Pages

Wednesday, September 25, 2019

Moby-Dick in Syracuse NY

This highly favorable review of Moby-Dick has been transcribed and reprinted before now, in Melville Reviews and Notices, Continued, Leviathan, Volume 13, Issue 1, March 2011, pages 88-115 at pages 100-101. As noted there, I found it in files of the Syracuse Daily Standard on Fultonhistory.com. An excerpt appears in the 2015 Melvilliana post, Rare appreciation of Moby-Dick, early and late. Believing that the Syracuse review deserves any chance to circulate and become better known, I present it here again, this time in full. (Eagle-eyed readers will catch the comma after "individuality" in the second paragraph, omitted in the 2011 article.)

Transcribed below from the Syracuse NY Daily Standard of November 24, 1851 which is still accessible on Fultonhistory.com, the great online collection of newspaper archives created and managed by Tom Tryniski.

Syracuse Daily Standard (Syracuse, New York) - November 24, 1851 via Fultonhistory.com

Syracuse Daily Standard (Syracuse, New York) - November 24, 1851 via Fultonhistory.com
Moby Dick; or the Whale; By HERMAN MELVILLE, Author of "Typee," "Omoo," "Redburn," "Mardi," "White Jacket." New York. Harper & Brother, 1851.

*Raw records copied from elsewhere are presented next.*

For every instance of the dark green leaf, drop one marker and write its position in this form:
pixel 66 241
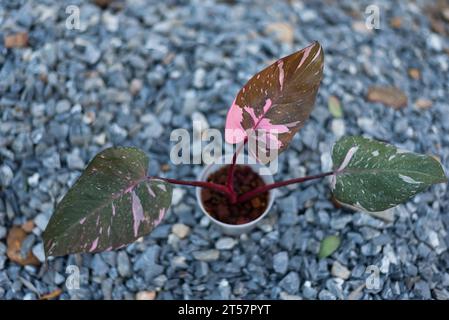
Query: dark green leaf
pixel 328 246
pixel 375 176
pixel 111 205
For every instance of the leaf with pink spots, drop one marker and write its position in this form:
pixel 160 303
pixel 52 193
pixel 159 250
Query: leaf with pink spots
pixel 111 205
pixel 274 104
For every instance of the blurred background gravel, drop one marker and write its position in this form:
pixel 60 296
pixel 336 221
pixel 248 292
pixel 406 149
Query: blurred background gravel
pixel 138 69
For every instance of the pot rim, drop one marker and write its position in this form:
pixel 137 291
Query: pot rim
pixel 267 178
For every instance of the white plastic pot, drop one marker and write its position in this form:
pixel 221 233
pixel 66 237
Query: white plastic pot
pixel 236 229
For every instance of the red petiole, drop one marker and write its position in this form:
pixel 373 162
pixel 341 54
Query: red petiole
pixel 228 189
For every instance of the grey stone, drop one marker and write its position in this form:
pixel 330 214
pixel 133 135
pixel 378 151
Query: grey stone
pixel 340 271
pixel 206 255
pixel 6 175
pixel 280 262
pixel 99 267
pixel 290 283
pixel 326 295
pixel 225 243
pixel 39 253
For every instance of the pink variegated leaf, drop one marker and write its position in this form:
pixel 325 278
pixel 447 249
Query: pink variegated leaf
pixel 111 205
pixel 277 100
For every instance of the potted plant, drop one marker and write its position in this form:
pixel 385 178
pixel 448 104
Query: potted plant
pixel 114 202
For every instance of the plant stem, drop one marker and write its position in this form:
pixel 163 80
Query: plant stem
pixel 251 194
pixel 202 184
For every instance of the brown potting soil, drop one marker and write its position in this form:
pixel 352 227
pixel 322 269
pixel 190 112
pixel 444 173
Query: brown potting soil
pixel 218 204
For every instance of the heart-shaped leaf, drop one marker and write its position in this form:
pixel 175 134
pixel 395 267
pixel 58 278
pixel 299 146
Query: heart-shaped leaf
pixel 111 205
pixel 374 176
pixel 278 100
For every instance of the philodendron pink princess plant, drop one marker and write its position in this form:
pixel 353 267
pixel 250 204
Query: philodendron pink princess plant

"Remarkable," is the adjective which, by general consent, is applied to all of Herman Melville's books. They deserve the epithet, and others less vague and satisfactory. Melville is a true genius, and impresses himself upon all that he writes. We do not know that he indulges himself in verse, but he is a poet and a dramatist, as well as a novelist and historiographer; and somehow in everything that he gives to the public, he illustrates his wonderful versatility,-- so that the reader hardly knows whether to admire him most as poet, dramatist, novelist or philosopher. This is the state of dubiousness with which we rise from the perusal of "Moby Dick." But it is a dubiousness that consists with keen delight, for seldom have we read a more fascinating book, or one that exhibits a wider scope of power, ranging from the most abstruse speculations of the philosopher, to the wildest imaginations of the poet. The story is one of intense interest, but we hardly know whether to regard Captain Ahab, or that great Sea-Satan, Moby Dick, the hero; and it matters little which, for power and daring and unconquerable energy are alike illustrated in both--the King of Leviathans hunted in his olden seas, and the hardy whaleman urged on to the chase by a monomania that makes himself at once terrible and sublime.

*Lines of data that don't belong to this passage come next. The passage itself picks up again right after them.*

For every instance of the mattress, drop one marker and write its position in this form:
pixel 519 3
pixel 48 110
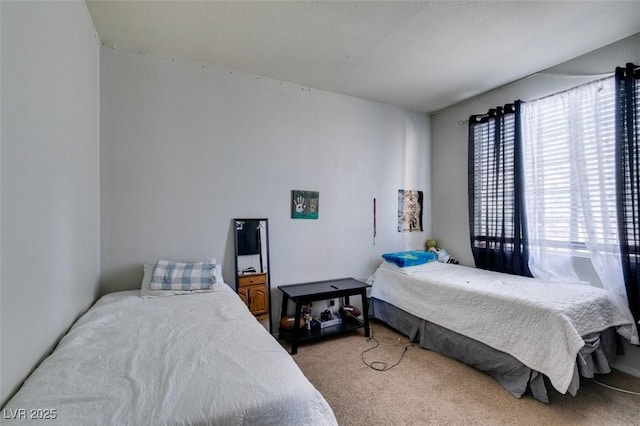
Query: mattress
pixel 190 359
pixel 541 324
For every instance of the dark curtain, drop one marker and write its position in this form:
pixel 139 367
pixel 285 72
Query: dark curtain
pixel 628 180
pixel 496 205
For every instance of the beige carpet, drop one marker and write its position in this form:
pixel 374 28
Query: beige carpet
pixel 427 388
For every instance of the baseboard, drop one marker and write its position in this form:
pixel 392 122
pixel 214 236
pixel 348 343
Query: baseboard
pixel 626 369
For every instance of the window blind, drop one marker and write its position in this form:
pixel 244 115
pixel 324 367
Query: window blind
pixel 569 147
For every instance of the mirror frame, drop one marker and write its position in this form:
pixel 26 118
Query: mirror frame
pixel 263 246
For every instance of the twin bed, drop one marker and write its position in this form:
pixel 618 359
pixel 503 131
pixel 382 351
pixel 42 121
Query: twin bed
pixel 517 329
pixel 183 356
pixel 196 358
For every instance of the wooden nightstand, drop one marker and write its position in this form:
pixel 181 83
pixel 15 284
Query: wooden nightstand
pixel 252 289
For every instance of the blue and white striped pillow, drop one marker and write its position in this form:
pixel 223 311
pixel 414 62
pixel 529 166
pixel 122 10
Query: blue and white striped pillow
pixel 168 275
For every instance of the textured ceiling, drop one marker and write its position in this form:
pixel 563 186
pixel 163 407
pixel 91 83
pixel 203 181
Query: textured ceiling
pixel 420 55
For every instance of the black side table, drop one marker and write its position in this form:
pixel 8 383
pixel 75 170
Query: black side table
pixel 302 294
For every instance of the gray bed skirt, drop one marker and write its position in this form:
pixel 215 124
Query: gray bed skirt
pixel 513 375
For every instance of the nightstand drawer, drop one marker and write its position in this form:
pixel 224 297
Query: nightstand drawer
pixel 252 279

There are other characters that will arrest the reader's attention, for their vivid individuality, and as illustrations of Melville's powers of delineation. Among them we may mention the Parsee, Starbuck, Stubbs, and poor Pip, the crazed witling, all of whom stand out distinct and life-like, under the graphic power of a master's pen. In richness and boldness of coloring, whether he is portraying scenery or men, describing a chase for a whale, the revel in the forecastle, or the self-communion of a strong spirit marked and wrenched by fate or circumstance, the author of "Moby Dick" has scarcely an equal and no superior. We venture to predict, that among the prolific issues of the American press, this year, none will take hold of a wider and more speedy popularity, or more successfully maintain its place in the affections of the reading public, than this last production of Herman Melville.

(For sale by L. W. Hall.)
The unsigned review of Moby-Dick in the Syracuse Daily Standard appears on page 2 of the November 24, 1851 issue, along with "Literary Notices" of Florence, the Parish Orphan by Eliza Buckminster Lee and the 1852 Ticknor, Reed and Fields edition of Sir Roger De Coverly. The front page features a mocking treatment of The Second National Woman's Rights Convention in October, reprinted from the Sunday Times and Noah's Weekly Messenger, titled "The Merry Wives of Worcester." According to the masthead, the Syracuse Daily Standard was then published by "Agan and Summers," meaning founder and political editor Patrick H. Agan in partnership with journeyman printer and abolitionist Moses Summers.